In the words of the master:
http://www.joelonsoftware.com/articles/Wrong.html
An interesting reading, as usual.
Extracts:
"Somebody, somewhere, read Simonyi’s paper, where he used the word “type,” and thought he meant type, like class, like in a type system, like the type checking that the compiler does. He did not. He explained very carefully exactly what he meant by the word “type,” but it didn’t help. The damage was done."
"But there’s still a tremendous amount of value to Apps Hungarian, in that it increases collocation in code, which makes the code easier to read, write, debug, and maintain, and, most importantly, it makes wrong code look wrong."
Make sure you have some time before reading Joel On Software. :)
Several reasons:
Any modern IDE will give you the variable type by simply hovering your mouse over the variable.
Most type names are way long (think HttpClientRequestProvider) to be reasonably used as prefix.
The type information does not carry the right information, it is just paraphrasing the variable declaration, instead of outlining the purpose of the variable (think myInteger vs. pageSize).
I don't think everyone is rabidly against it. In languages without static types, it's pretty useful. I definitely prefer it when it's used to give information that is not already in the type. Like in C, char * szName says that the variable will refer to a null terminated string -- that's not implicit in char* -- of course, a typedef would also help.
Joel had a great article on using hungarian to tell if a variable was HTML encoded or not:
http://www.joelonsoftware.com/articles/Wrong.html
Anyway, I tend to dislike Hungarian when it's used to impart information I already know.

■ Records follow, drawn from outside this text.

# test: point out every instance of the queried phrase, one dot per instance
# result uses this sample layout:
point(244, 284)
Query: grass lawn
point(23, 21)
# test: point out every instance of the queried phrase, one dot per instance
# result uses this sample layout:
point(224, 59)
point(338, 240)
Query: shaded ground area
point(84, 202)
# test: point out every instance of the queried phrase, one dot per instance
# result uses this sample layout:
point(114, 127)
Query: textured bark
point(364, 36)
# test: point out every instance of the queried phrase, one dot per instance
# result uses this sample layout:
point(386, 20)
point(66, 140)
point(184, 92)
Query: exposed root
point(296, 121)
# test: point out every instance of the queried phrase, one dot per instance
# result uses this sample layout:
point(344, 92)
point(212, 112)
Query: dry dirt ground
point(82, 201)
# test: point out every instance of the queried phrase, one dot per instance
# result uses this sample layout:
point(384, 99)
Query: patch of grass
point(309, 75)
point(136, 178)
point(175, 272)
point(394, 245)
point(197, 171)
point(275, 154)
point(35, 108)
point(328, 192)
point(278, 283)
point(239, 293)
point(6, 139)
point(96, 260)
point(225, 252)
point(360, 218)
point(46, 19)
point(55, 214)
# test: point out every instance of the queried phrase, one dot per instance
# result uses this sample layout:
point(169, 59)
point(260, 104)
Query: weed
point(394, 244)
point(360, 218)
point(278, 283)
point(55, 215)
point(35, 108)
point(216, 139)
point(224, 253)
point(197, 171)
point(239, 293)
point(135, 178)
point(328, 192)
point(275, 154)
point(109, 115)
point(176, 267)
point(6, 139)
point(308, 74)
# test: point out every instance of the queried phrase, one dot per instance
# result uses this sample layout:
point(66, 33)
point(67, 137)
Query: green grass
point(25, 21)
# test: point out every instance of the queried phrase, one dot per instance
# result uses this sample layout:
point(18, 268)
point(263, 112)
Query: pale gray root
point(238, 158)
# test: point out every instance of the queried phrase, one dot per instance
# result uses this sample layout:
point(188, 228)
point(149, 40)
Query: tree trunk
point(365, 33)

Of course when 99% of programmers agree on something, there is something wrong. The reason they agree here is because most of them have never used Hungarian notation correctly.
For a detailed argument, I refer you to a blog post I have made on the subject.
http://codingthriller.blogspot.com/2007/11/rediscovering-hungarian-notation.html
I started coding pretty much the about the time Hungarian notation was invented and the first time I was forced to use it on a project I hated it.
After a while I realised that when it was done properly it did actually help and these days I love it.
But like all things good, it has to be learnt and understood and to do it properly takes time.
The Hungarian notation was abused, particularly by Microsoft, leading to prefixes longer than the variable name, and showing it is quite rigid, particularly when you change the types (the infamous lparam/wparam, of different type/size in Win16, identical in Win32).
Thus, both due to this abuse, and its use by M$, it was put down as useless.
At my work, we code in Java, but the founder cames from MFC world, so use similar code style (aligned braces, I like this!, capitals to method names, I am used to that, prefix like m_ to class members (fields), s_ to static members, etc.).
And they said all variables should have a prefix showing its type (eg. a BufferedReader is named brData). Which shown as being a bad idea, as the types can change but the names doesn't follow, or coders are not consistent in the use of these prefixes (I even see aBuffer, theProxy, etc.!).
Personally, I chose for a few prefixes that I find useful, the most important being b to prefix boolean variables, as they are the only ones where I allow syntax like if (bVar) (no use of autocast of some values to true or false).
When I coded in C, I used a prefix for variables allocated with malloc, as a reminder it should be freed later. Etc.
So, basically, I don't reject this notation as a whole, but took what seems fitting for my needs.
And of course, when contributing to some project (work, open source), I just use the conventions in place!